Before the Obama administration began pushing teacher evaluation reform, Texas had experimented with new models linking test scores to teacher pay, but lawmakers cut off funding when its effectiveness proved modest. Southside, Lytle, Judson and Somerset ISDs participated in that initial effort at some campuses, opting to use the TAP method.

Somerset, with 235 teachers, began using TAP district-wide in 2013, allocating $1 million a year for it. For the first time in years, all its campuses met state accountability standards for 2013-14. Administrators believe the program helped achieve that.

In evaluating teachers and administrators, TAP puts much more weight on student test scores than the other methods. Somerset ties their pay raises — ranging as high as $12,000 a year — to those evaluations.
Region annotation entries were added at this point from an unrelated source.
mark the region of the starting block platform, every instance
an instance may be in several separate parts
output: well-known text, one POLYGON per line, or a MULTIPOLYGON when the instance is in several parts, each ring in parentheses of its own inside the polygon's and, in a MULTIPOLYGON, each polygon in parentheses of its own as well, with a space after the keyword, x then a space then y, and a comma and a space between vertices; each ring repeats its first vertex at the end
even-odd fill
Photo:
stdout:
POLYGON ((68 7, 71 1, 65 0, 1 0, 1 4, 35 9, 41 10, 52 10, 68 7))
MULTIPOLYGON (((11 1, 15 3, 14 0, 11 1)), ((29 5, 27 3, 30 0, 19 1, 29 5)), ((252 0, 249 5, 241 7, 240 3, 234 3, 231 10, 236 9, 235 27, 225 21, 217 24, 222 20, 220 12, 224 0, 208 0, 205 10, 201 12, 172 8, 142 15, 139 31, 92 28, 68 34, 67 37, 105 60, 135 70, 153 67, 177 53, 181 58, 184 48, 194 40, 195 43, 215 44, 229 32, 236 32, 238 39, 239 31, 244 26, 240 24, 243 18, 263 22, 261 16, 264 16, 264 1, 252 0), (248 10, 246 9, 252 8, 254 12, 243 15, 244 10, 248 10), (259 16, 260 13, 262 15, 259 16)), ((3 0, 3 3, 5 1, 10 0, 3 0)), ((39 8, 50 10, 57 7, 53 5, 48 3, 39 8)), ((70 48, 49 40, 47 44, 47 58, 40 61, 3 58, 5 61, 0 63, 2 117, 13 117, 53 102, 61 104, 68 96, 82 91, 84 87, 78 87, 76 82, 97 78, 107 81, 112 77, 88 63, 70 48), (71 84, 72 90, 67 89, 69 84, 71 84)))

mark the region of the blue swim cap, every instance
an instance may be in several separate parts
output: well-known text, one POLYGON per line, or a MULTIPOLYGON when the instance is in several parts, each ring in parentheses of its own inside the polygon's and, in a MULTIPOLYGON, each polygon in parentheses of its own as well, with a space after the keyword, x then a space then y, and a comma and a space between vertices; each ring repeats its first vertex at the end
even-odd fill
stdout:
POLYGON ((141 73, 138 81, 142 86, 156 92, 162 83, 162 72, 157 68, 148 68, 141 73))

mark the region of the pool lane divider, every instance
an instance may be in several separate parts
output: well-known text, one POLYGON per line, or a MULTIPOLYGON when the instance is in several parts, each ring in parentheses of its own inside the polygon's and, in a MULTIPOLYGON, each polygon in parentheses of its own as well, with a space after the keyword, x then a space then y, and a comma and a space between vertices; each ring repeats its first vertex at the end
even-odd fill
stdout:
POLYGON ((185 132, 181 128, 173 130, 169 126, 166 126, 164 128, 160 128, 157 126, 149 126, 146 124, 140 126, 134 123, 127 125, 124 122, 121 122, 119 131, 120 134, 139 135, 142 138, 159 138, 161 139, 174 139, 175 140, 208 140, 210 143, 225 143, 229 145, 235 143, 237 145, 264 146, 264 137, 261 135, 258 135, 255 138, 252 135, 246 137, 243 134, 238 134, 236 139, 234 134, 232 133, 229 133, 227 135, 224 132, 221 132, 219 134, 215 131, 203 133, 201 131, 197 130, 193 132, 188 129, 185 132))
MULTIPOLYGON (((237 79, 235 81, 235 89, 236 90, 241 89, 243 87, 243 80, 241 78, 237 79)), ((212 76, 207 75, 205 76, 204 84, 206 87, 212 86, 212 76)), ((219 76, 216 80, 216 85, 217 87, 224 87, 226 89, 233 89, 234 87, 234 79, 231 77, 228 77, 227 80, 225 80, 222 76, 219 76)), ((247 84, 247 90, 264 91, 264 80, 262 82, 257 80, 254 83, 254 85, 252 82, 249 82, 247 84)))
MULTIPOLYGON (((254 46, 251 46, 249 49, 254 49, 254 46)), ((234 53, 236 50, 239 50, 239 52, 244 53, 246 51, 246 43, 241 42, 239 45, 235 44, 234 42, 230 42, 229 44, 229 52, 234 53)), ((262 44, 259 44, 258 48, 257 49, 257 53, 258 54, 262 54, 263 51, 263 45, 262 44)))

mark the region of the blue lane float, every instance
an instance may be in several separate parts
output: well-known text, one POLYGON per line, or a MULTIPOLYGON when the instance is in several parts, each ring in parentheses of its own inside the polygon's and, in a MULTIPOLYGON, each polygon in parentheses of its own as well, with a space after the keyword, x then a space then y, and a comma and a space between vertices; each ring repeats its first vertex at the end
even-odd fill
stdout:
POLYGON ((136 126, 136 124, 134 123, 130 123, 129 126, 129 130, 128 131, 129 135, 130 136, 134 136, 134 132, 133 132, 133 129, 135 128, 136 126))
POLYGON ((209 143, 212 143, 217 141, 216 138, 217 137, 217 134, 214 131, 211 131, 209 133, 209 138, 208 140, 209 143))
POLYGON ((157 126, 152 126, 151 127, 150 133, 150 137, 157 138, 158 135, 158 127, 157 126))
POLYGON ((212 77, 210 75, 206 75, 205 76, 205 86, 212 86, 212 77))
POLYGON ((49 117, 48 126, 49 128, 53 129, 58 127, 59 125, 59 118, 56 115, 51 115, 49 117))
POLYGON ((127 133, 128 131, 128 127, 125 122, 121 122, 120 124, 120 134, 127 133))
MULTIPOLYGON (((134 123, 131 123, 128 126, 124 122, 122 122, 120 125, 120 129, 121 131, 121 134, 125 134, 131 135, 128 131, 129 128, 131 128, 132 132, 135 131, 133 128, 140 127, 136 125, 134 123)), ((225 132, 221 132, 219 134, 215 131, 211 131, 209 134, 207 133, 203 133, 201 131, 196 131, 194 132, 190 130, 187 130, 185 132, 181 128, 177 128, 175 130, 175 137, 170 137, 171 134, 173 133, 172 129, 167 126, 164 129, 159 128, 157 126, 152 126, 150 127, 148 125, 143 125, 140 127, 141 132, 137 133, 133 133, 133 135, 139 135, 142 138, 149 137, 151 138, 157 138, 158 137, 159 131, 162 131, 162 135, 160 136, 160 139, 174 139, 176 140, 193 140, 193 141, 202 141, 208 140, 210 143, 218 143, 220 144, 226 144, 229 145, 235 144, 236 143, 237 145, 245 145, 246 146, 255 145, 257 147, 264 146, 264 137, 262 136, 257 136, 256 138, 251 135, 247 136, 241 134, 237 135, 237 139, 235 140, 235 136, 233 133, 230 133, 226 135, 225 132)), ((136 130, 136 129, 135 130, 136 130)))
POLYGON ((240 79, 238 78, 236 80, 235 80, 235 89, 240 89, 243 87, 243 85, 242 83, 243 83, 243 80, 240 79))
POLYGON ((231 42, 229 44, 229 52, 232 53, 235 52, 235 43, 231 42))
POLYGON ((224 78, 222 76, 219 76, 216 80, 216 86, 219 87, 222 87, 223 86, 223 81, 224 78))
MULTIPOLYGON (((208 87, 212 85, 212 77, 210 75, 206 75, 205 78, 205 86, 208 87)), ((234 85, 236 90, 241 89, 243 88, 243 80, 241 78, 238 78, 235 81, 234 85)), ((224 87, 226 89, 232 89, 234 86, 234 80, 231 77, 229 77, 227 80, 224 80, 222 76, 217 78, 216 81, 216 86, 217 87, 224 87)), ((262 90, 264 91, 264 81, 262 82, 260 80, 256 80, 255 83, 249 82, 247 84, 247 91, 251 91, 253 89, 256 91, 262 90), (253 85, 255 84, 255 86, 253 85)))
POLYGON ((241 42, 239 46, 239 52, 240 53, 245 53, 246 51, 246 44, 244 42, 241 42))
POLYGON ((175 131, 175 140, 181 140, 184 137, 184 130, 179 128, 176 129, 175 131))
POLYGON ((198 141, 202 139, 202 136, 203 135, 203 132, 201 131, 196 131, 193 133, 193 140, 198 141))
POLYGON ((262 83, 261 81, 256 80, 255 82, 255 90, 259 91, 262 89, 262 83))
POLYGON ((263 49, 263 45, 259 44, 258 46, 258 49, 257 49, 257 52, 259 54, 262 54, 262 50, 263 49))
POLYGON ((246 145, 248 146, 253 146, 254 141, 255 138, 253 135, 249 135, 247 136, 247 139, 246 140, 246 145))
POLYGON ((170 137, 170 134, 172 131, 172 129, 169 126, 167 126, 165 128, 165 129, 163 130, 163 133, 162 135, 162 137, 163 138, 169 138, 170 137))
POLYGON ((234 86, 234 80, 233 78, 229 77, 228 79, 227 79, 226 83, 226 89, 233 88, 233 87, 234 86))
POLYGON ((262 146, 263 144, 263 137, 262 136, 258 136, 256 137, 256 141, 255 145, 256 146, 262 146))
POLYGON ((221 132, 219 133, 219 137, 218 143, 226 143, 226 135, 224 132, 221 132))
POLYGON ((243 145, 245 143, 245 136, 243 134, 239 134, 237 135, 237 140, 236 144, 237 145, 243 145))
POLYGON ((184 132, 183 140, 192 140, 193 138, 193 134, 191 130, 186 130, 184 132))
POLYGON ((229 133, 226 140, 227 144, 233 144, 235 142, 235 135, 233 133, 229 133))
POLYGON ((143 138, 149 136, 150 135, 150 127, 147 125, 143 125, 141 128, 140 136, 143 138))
Lytle ISD, which in 2012 was judged one of the best districts in the state in the rigorous H-E-B Excellence in Education competition, started using the Danielson model last school year at its four campuses with roughly 120 teachers. The district has spent $4.7 million in eight years on teacher evaluation programs, helped by $3.4 million in state and federal grants, superintendent Michelle Carroll Smith said.

With a $2 million grant acquired this year, Southside ISD started using the Stronge model in August to evaluate its 350 teachers across its eight campuses.

The Legislature’s next move is anyone’s guess, said Jennifer Canaday, governmental relations manager for the Association of Texas Professional Educators. ATPE generally supports giving bonuses for good performance, but, along with the state’s three other main teacher groups, is leery about tying salaries to evaluations and opposes basing them on student test scores.

The groups also have said that school districts should be vigilant about vetting any new evaluation system, especially those being sold by for-profit companies that would require more public spending.

Administrators piloting the new programs here concede they have an advantage: their districts are smaller and can more easily manage such a change.

“We might be small, but it doesn’t mean we can’t show our capabilities to help lead the way,” Lytle’s Smith said.

Gouard, with 25 years in education, cautions others not to expect some overnight miracle from a new teacher evaluation system. As someone who was teaching down the hall from Lopez less than three years ago, Gouard said she vividly recalls the pressures her colleagues endure on a day-to-day basis. That perspective helps frame her approach in building a relationship with those she evaluates, she explained.

“It’s all about trust,” said Gouard, who has known Lopez for a decade. “If we don’t trust each other, it won’t work.”